No problem, I know you'll come one day, I just hope it isn't like my one friend who has been telling me this for 9 years now but I never give up.


----------



## NE GA Pappy (Sep 29, 2015)

JB0704 said:


> I had enough.  I went to church the vast majority of my life.  I keep turning one thought over and over, and I can't get past it...........if I put all the bad I have experienced due to church in one bucket, and then put all the good in another, the bad is much, much heavier.  At some point a person has to step back and recognize whats not working, and that's where I am.




Yep, pain and hurt can sure be hard, hard things to get over.  I can tell you, I have had people in the church really hurt me, and I bet you I have hurt others also.  It has been close to 20 years ago now, but I was in a church and there was a situation that just tore my heart out. After I thought I had gotten over that, it happened again in another church 12 years ago.  I stayed out of churches for a year or so, and then started back on a sporadic basis.  Lord knows that it took me years to get back to where I was even close to where I was at with God 20 years ago.  One thing I learned through this was that anger is a cancer that will eat you alive from inside out.  The only way to deal with it is to forgive the person that hurt you and forget it.  

It is hard to ever trust people again after you have been put through the wringer by them.  I don't know that I can ever trust those individuals again, and I certainly would not look forward to being put in that position.  All I can do when faced with those situations is to remember I chose to forgive them, and let God handle it for me.  

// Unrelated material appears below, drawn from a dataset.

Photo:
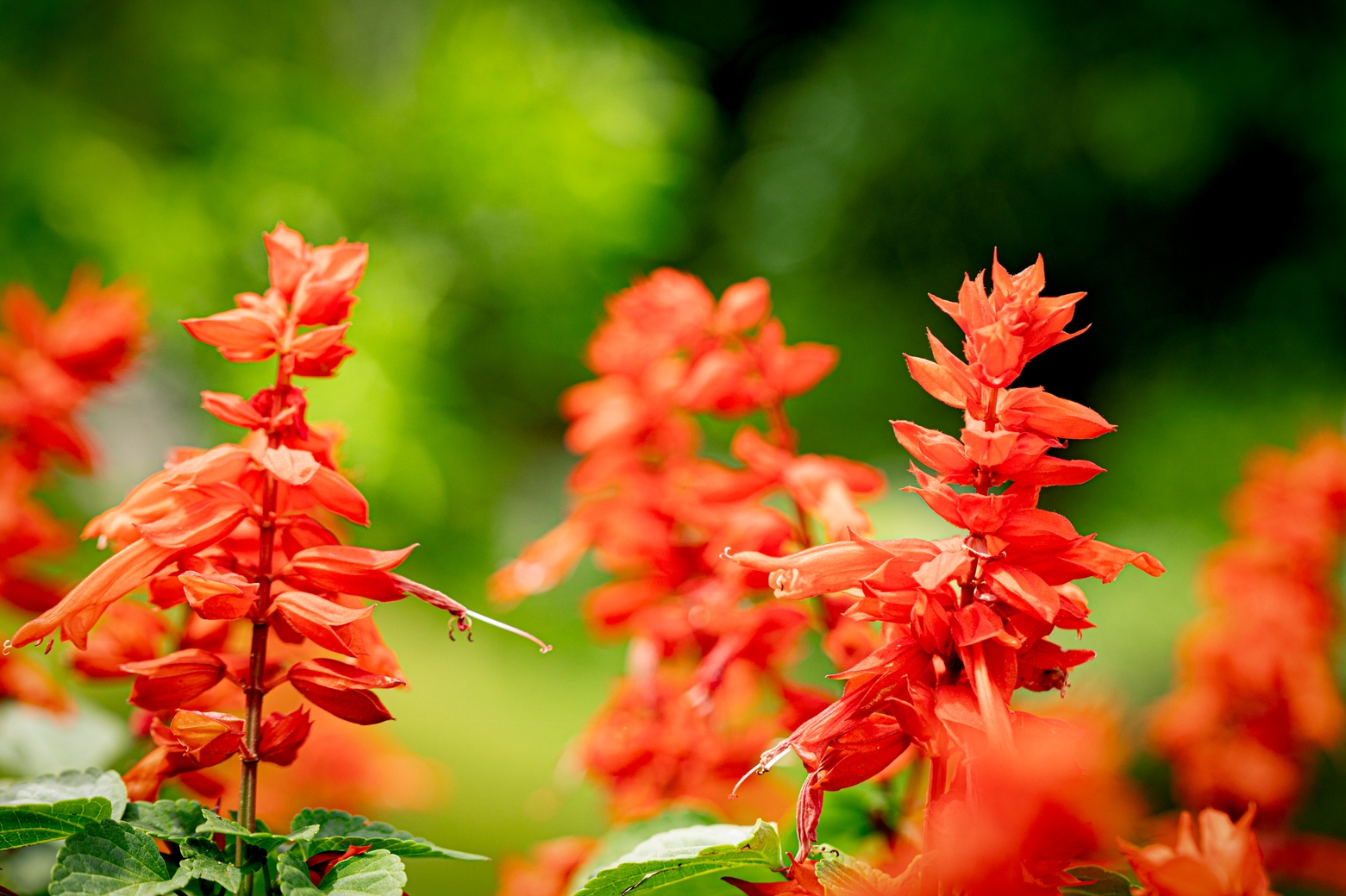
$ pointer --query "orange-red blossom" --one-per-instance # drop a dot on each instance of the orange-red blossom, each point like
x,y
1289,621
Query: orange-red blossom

One thing for sure that doesn't help.  Isolation.  God didn't create us to be loners, in either our physical lives or our spiritual lives.  Just as God said it was not good for Adam to be alone and created Eve, it is not good for believers to be isolated island unto themselves.

God bless.


----------



## gemcgrew (Sep 29, 2015)

A believer is never alone.


----------



## centerpin fan (Sep 29, 2015)

mwilliams80 said:


> I've done told you the church im at is the best church in the world.



It only got 67% on Rotten Tomatoes.


----------



## gemcgrew (Sep 29, 2015)

centerpin fan said:


> It only got 67% on Rotten Tomatoes.


----------



## Israel (Sep 30, 2015)

NE GA Pappy said:


> JB,  you are right that the superficial stuff is what a lot of people use as an excuse to leave a church, but there is usually some other under currents that is pushing them out.
> 
> What I was trying to say in my post was that surely there is a church that you can agree with most of the doctrine being taught there, and learn to tolerate the minor differences that you might have with them.   Are you saying that no where in you area is a church that has a leadership structure that you believe is biblical?
> If that is the case, I would sure love to hear you delve into what you believe to be the correct structure for the church.
> ...



I am, in whatever part seeing...for me, anyway...it's everything. More often than not of late grace appears in a situation where I not only think I can do something (for myself, even for others)...but also have every right to.

Sometimes grace appears as a very strong hand slapped over my mouth, unbidden, and, even at the time...seemingly very unwelcome. A thing that keeps me from acting according...(what I only can see later as me) to me. (Even at those times when I am sure "the Lord has something to say "about this").

Like a wild a** I much need to be bridled.
What feels so wrong in so many instances...I later come to see was precisely so I could see the Lord work...where once I thought "you sure need my help here Jesus".


----------



## Mako22 (Oct 1, 2015)

opie44 said:


> We are talking about the screaming preacher and hellfire brimstone type.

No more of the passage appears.